There are a number of things that can be done to fix — and frankly save — the economy. However, they stand in opposition to the big-government policies that Biden and his Democratic partners love. As we always should prioritize a healthy economy for all over politics, here are some suggestions, should the administration choose to accept them, that would have a tremendously positive economic impact.
Return America’s energy independence
Among Biden’s first actions in office were suspending oil and gas leases and withdrawing the permit for the Keystone XL pipeline. This has moved the U.S. from being energy independent and the leading producer of petroleum and natural gas in the world to begging OPEC for price relief. Oil in recent weeks has been over $90 a barrel, and gas prices to the consumer are steadily creeping up, weighing on overall inflation.
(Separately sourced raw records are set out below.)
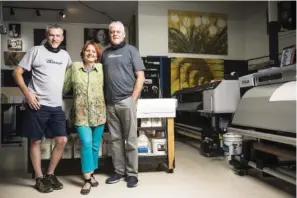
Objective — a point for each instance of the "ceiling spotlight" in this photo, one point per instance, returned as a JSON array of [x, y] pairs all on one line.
[[37, 12], [62, 14], [11, 12]]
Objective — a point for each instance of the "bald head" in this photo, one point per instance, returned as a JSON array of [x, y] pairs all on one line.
[[116, 32]]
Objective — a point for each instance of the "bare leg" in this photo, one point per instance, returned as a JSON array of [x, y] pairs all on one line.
[[57, 153], [36, 157]]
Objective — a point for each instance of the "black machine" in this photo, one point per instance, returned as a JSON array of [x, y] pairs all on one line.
[[204, 112]]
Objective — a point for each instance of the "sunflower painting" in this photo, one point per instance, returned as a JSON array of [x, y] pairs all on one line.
[[197, 33], [191, 72]]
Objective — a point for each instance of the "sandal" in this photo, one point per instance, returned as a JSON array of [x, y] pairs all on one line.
[[84, 191], [95, 183]]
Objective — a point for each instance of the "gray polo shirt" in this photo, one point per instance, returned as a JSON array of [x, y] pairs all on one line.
[[48, 72], [120, 67]]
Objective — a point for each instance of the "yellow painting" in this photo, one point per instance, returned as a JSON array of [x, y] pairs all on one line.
[[197, 33], [191, 72]]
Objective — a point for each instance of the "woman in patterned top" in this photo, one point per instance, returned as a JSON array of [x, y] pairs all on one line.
[[89, 111]]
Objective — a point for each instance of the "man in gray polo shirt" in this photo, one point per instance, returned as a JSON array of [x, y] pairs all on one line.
[[124, 78], [44, 114]]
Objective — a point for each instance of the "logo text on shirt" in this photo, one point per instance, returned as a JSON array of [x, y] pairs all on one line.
[[53, 62]]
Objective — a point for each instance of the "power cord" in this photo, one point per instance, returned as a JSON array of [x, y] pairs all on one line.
[[103, 13]]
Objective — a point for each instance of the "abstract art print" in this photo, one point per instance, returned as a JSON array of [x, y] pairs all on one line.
[[191, 72], [40, 38], [14, 45], [98, 35], [197, 33], [14, 30]]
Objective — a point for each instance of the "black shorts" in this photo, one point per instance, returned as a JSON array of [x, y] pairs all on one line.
[[46, 121]]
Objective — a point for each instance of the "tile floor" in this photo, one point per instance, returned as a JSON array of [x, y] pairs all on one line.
[[194, 177]]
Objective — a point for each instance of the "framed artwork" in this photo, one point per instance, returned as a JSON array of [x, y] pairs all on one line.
[[98, 35], [14, 30], [15, 45], [12, 59], [288, 56], [40, 38], [197, 32]]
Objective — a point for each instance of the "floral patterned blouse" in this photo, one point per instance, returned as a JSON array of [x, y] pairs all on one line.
[[88, 99]]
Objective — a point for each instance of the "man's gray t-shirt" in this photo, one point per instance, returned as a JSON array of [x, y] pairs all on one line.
[[120, 67], [48, 72]]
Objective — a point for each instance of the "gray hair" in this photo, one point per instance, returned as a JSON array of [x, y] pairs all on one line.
[[117, 23], [54, 26]]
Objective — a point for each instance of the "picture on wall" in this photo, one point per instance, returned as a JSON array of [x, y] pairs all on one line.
[[12, 59], [14, 30], [15, 45], [98, 35], [191, 72], [40, 38], [197, 33]]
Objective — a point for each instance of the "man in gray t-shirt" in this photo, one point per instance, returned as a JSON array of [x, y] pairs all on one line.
[[124, 78], [44, 114]]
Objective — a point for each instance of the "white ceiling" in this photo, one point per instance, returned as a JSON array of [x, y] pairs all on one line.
[[76, 12]]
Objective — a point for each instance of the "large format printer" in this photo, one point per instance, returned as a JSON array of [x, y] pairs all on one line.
[[266, 118], [204, 112]]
Reversing these moves and encouraging the United States' energy independence would be a huge boost to the economy and eventually help depress the energy component of inflation. While Biden and the left are pushing green initiatives, they could and should pursue any of those in parallel with returning us to traditional energy independence. While the entire world still depends largely on fossil fuels, having a leadership role in their production makes green sense — the U.S. is in the best position to ensure production is done in a clean and environmentally friendly manner vs. some of the other leading producers that will continue to produce regardless of what America does.
Shrink the size of government, including government jobs
The size of government, and its spending, is out of control. We have been running multitrillion-dollar deficits, adding to what is now $30 trillion in cumulative debt.
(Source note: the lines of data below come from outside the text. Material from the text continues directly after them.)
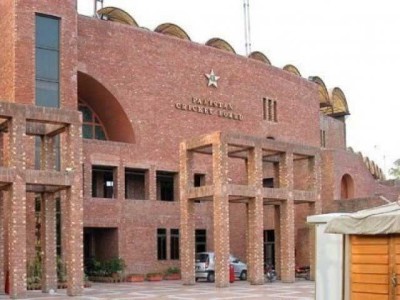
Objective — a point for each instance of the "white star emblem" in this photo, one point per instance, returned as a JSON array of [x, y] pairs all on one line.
[[212, 78]]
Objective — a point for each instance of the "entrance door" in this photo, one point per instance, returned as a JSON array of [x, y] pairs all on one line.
[[375, 267], [269, 247]]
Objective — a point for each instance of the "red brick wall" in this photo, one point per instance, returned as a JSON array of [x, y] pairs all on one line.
[[335, 132], [7, 56]]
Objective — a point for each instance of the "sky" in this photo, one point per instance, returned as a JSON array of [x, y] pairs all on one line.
[[353, 45]]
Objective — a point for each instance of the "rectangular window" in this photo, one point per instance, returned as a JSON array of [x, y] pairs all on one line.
[[201, 240], [322, 135], [161, 244], [165, 186], [103, 182], [270, 110], [135, 184], [174, 243], [265, 108], [268, 182], [38, 153], [47, 61], [199, 180]]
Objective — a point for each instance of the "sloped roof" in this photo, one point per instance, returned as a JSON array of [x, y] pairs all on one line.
[[383, 219], [117, 15]]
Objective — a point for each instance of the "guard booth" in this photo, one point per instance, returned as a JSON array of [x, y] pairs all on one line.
[[370, 264]]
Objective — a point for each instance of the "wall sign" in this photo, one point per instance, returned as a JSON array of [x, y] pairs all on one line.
[[210, 108]]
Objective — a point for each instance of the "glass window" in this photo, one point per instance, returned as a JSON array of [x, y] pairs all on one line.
[[135, 187], [201, 240], [47, 65], [47, 93], [103, 182], [47, 61], [174, 243], [161, 244], [165, 186]]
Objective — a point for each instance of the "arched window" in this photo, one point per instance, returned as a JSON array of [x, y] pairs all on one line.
[[91, 124], [347, 187]]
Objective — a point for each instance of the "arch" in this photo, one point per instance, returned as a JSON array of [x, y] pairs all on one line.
[[118, 15], [324, 99], [346, 187], [257, 55], [220, 44], [108, 109], [92, 127], [292, 69], [172, 30]]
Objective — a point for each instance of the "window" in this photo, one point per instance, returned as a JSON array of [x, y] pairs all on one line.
[[38, 153], [269, 247], [91, 125], [135, 184], [165, 186], [161, 244], [270, 110], [103, 182], [199, 180], [47, 60], [323, 138], [174, 238], [268, 182], [201, 240]]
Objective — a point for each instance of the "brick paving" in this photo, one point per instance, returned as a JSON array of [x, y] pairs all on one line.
[[300, 290]]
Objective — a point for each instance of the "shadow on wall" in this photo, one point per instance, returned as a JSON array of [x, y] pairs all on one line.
[[107, 108]]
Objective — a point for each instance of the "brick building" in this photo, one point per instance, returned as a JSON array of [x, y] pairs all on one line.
[[120, 141]]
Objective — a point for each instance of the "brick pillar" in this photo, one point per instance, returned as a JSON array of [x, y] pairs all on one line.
[[221, 213], [277, 224], [49, 242], [16, 210], [2, 278], [187, 228], [287, 221], [314, 208], [255, 218], [74, 212], [151, 183]]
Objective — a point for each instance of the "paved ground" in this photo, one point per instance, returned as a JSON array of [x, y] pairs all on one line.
[[301, 290]]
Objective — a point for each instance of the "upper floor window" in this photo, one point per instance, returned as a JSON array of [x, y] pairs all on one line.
[[47, 61], [270, 110], [323, 138], [91, 125]]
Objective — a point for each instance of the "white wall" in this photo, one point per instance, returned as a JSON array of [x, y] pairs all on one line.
[[329, 260]]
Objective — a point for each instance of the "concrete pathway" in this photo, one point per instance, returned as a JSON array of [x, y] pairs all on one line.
[[300, 290]]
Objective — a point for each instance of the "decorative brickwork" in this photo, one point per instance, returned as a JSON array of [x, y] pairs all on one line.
[[45, 122], [255, 151]]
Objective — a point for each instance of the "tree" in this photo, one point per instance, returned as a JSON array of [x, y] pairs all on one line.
[[395, 171]]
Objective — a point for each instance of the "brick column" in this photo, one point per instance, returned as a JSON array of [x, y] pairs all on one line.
[[74, 212], [49, 242], [16, 210], [287, 221], [277, 224], [255, 218], [2, 242], [221, 213], [187, 230], [151, 183], [315, 208]]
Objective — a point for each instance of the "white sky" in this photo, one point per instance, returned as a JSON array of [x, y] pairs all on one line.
[[354, 45]]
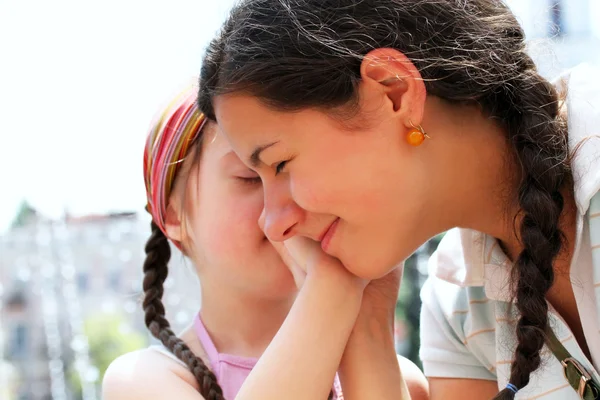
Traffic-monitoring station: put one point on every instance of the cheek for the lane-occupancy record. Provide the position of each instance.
(231, 232)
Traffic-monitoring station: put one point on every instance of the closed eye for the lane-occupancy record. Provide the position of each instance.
(279, 167)
(250, 180)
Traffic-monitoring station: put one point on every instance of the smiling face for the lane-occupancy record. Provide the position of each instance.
(222, 200)
(366, 185)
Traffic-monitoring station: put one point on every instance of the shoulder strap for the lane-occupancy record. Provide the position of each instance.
(575, 373)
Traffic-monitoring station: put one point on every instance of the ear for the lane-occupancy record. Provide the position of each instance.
(392, 75)
(173, 220)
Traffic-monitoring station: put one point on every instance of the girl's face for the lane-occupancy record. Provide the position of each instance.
(222, 202)
(360, 193)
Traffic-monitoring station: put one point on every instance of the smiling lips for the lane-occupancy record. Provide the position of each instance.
(328, 234)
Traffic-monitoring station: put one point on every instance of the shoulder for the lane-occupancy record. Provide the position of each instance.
(148, 374)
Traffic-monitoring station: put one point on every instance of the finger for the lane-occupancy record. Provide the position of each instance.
(261, 220)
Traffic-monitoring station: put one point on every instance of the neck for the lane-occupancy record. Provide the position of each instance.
(480, 191)
(240, 323)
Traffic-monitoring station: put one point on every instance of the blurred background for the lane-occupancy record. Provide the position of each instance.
(79, 83)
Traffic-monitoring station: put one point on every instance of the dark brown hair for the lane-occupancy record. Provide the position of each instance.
(293, 54)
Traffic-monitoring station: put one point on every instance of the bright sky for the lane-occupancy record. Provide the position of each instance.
(79, 83)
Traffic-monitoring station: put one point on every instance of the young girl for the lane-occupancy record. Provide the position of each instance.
(377, 124)
(207, 203)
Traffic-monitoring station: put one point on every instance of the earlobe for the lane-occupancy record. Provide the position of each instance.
(173, 223)
(391, 72)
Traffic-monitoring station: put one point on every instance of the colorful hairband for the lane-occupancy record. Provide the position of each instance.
(168, 142)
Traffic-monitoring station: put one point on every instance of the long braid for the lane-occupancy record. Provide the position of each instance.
(158, 253)
(539, 140)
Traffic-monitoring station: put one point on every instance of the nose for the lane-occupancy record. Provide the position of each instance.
(280, 214)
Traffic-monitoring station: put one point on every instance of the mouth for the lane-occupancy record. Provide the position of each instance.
(327, 235)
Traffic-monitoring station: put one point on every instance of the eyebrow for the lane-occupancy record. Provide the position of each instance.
(255, 156)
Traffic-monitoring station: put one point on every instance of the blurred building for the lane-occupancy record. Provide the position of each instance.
(99, 258)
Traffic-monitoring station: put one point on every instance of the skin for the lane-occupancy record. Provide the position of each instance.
(247, 290)
(387, 196)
The U.S. government has more than 2 million people working for it, plus contractors. This gives them outsized influence, as well as a big bill that demands more money printing and policies that increase inflation and create a hidden tax on the average American.
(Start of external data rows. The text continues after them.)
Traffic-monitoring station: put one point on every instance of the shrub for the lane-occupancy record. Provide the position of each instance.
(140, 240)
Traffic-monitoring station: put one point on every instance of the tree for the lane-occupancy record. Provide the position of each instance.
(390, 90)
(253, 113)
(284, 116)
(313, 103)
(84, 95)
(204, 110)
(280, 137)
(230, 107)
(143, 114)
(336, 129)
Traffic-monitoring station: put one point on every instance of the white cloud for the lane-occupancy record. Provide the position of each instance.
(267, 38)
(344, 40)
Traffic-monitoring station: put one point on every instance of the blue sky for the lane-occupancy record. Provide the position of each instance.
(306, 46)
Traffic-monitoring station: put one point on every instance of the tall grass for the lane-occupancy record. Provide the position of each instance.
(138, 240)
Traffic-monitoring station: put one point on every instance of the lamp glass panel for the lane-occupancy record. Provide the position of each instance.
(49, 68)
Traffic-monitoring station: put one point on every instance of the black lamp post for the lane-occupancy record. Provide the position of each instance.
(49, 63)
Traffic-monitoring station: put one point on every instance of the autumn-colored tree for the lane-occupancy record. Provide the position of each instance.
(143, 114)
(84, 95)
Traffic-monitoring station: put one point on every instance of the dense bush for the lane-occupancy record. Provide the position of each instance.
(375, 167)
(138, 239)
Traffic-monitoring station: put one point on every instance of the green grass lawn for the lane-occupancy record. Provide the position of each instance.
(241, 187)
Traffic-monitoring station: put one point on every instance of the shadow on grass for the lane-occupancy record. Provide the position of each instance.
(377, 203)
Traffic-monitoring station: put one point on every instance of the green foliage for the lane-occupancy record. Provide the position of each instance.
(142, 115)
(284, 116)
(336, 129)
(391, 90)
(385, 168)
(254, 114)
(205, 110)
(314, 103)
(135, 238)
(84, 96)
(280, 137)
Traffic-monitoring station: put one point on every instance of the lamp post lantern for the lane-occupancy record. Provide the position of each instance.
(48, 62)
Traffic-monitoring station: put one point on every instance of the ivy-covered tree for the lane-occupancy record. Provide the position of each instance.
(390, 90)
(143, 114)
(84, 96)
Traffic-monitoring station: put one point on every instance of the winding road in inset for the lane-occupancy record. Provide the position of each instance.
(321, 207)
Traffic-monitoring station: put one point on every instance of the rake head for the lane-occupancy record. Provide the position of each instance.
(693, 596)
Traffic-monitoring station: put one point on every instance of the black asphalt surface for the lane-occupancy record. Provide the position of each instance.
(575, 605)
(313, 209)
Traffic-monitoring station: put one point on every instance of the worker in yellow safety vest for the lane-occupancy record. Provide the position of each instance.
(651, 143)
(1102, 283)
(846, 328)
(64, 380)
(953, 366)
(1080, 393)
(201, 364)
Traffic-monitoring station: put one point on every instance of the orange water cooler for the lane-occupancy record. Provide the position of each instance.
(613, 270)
Now would be the ideal time to shrink the government size, across the board. With almost 11 million jobs open and available, the private market can not only absorb these positions, but it would have the secondary effect of helping to repair supply chains that are in disarray due to lack of labor.
This type of action would have enormous positive consequences, despite it being unlikely to happen, particularly via the Biden administration.
Make it easier to hire
Another way to help solve some of the broader labor and supply chain issues would be to help make it easier to hire. Right now, out of around 31.7 million small businesses in the U.S., only about 6 million have employees. A substantial reason for that gap is that it is so difficult and expensive to hire your first employee as a business. It completely changes your cost structure, beyond just salary, to include additional taxes, costs like insurance, and other factors that change even your retirement plan options.
Additionally, there are strict rules about who can be an employee and who can be a contractor. The IRS has rigid definitions, and depending on the way someone works, they may be considered an employee even if you treat them like a contractor.
Instead of making it easier to bring on contractors, more regulation has popped up to try to interfere in the agreement between a worker and a company to make more people legally employees, despite the desire by the parties to use flexible contractor relationships.
Making it easier for people to say, “My labor, my choice” and for small businesses to be able to hire or contract without it being a burden on either party would be bold and help solve the structural labor force issues, plus expand the economy in an authentic way (via productivity vs. money printing and inflation).
However, given that the Biden administration supports the PRO Act, legislation that has passed the House, which more stringently pushes unions and seeks to limit, not expand, the definition of contractors, that is also unlikely to happen.
Rein in the Federal Reserve
While the Fed is supposed to be independent, let’s be honest: That train left the station a long time ago. The Fed's actions over the years, but particularly since the Great Recession financial crisis and accelerating in the past two years, have been incredibly damaging, enabling a historic transfer of wealth from Main Street to Wall Street and the already wealthy and well connected.
Congress gives the Fed its powers, and the Biden administration should be advocating for Congress to rein in the Fed so that it doesn’t do more damage in the short or long term.
Again, the likelihood is small — the big-spending Democrat agenda needs financing, and the Fed’s willingness to monetize our debt and suppress interest rates so that more of our tax dollars aren’t going towards paying interest on the $30 trillion in national debt already racked up is doing the dirty work for big government.
These ideas are big and bold and inconsistent with basically every policy the Biden administration has. Should the administration have the fortitude to go in a different direction, the economy would be bolstered, as would, likely, Biden’s poll numbers.